Before, there was no way to track the the state of the world after all player's logged off. Since i am using peer to peer (master - peer), there is no dedicated server, thus, no way to keep the game's state after the players leave. So i had this idea Friday evening. Basically, all i really needed was to record the NPCs stats (level, might, health), and their location. then every so many seconds, i needed to update it. When the first player joins, they will be the master client, and they will be the one keeping the server up to date & loading the world's state initially.
For example, player 1 joins, they are the master client now. Then, they play for a while, every 5 seconds the game does inventory and gives back all of the NPC's and their stats as a 2d text string array. This string array is encoded into a text file and sent to the github repo. 10 other players join (then due to other syncing I set up), they do not need to reload the world from the file, nor do they need to keep it updated (only one client needs to handle this).

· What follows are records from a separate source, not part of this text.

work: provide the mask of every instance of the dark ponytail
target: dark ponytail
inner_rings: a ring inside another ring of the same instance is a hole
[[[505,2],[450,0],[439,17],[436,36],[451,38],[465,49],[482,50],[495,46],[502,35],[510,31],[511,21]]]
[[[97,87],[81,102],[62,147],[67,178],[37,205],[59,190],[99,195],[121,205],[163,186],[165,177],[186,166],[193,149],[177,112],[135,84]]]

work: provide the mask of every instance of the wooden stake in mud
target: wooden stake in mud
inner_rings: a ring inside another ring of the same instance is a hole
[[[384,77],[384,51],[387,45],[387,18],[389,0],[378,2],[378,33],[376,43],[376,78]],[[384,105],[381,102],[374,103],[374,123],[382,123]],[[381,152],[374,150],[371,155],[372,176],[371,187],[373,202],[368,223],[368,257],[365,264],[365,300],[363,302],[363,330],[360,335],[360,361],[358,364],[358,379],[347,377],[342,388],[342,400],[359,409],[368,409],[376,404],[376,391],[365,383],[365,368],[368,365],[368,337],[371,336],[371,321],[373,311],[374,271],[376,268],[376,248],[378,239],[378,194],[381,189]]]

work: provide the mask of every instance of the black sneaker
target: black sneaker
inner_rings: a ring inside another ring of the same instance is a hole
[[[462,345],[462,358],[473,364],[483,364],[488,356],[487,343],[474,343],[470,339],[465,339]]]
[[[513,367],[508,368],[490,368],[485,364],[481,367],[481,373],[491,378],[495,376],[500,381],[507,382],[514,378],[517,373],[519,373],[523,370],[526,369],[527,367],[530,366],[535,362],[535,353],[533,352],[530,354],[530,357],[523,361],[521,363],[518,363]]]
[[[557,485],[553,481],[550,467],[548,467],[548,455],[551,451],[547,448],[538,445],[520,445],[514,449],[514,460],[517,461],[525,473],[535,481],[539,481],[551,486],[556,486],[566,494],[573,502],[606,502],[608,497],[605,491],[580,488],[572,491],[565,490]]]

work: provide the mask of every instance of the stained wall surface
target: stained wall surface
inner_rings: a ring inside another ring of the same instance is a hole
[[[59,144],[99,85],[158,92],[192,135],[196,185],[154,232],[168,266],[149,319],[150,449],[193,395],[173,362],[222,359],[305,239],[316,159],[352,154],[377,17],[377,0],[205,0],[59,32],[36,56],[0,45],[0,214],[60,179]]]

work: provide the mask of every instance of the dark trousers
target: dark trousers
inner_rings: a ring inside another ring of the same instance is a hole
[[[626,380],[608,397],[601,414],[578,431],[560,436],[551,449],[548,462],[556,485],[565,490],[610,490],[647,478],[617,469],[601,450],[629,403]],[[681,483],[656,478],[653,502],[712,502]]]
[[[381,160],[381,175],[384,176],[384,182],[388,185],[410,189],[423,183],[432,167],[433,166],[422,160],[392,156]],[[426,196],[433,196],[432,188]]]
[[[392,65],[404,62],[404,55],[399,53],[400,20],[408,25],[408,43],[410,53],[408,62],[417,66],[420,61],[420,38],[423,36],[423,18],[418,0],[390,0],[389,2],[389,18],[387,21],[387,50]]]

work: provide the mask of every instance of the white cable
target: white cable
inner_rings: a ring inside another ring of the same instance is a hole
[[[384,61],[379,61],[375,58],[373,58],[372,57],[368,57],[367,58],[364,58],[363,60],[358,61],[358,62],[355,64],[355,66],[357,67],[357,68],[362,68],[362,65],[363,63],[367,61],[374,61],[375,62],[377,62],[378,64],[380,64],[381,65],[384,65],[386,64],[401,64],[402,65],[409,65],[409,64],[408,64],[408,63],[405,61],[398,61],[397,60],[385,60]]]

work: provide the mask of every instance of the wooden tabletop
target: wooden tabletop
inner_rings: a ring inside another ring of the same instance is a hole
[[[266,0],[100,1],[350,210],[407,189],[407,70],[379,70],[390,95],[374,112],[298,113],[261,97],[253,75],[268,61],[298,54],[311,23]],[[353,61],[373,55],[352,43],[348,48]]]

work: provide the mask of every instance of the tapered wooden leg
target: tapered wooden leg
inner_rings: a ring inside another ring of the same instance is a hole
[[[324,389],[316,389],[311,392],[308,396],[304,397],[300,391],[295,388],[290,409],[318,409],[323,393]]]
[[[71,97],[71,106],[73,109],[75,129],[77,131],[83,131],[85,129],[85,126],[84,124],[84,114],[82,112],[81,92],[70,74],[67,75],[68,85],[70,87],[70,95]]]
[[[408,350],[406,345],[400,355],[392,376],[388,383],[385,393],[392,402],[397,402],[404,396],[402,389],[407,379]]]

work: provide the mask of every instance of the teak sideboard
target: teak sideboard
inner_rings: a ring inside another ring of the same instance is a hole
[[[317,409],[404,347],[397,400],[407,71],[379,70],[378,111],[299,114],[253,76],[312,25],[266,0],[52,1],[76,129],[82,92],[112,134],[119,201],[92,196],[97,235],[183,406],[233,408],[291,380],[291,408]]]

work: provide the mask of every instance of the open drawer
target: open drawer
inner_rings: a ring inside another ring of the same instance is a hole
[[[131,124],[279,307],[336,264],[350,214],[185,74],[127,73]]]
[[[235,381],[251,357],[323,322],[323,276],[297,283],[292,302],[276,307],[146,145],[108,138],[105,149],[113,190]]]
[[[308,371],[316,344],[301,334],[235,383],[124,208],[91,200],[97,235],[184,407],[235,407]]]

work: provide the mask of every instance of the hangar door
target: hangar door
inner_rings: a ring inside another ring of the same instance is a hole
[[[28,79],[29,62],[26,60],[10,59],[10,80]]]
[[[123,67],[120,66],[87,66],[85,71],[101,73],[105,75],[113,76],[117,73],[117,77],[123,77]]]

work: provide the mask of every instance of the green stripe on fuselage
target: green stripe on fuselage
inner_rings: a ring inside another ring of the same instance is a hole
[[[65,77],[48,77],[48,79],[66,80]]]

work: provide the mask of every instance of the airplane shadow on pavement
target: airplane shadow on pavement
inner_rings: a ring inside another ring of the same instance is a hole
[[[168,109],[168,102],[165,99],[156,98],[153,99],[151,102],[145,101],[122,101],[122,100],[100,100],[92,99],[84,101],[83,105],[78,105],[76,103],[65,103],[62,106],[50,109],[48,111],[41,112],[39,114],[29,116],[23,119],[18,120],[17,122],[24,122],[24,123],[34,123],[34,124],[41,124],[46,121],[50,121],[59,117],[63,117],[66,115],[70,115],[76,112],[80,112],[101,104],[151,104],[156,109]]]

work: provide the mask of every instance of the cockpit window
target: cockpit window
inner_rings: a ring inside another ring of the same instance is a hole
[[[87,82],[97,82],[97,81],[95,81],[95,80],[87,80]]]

Github allows 50,000 actions per hour, given that in order to update a file, you need to first pull the repo to see if a file exists & then get the file's sha. Essentially, you can have about 7.5 commits per second or about 133ms latency. Since only one client in the game is doing all of this, (updating the world's state, loading the world), there is no chance of exceeding the limit. Also, the latency for actually putting the file is normally around 400-800ms...
Yeah, also, the CDN will try to have give you the cashed version of the file, so make sure you force a new request each time you upload or the sha will mismatch. Also, when pulling the file, you may think that you can just use the raw url (atleast since it is a public repo), however, the CDN will just give you a shit copy of an older cached version.
So apart from all this, the hardest part is integrating it with webgl and unity. Unity is a piece of shit when it comes to networking, it does not support Asyn, so you need to use enumerators for everything.. Also, you cannot use any non-native networking modules. So everything must be done using UnityEngine.Networking. Lastly, headers are a joke in webgl, do not even try to use any headers other than Authorization and Content-Type or CORS will fuck you.
Now, the fact that you can do this is pretty cool. There are a ton of services that offer the same functions, yet charge alot. Even more, if you were developing a game that isn't super high-paced / a strategy game etc. Or you dont care about having potentially terrible latency (50,000 requests (2 requests per put), 133ms minimum delay, more users, less requests etc.etc.), so if your users can go with a 5000ms latency, this could be used for other multiplayer scenarios.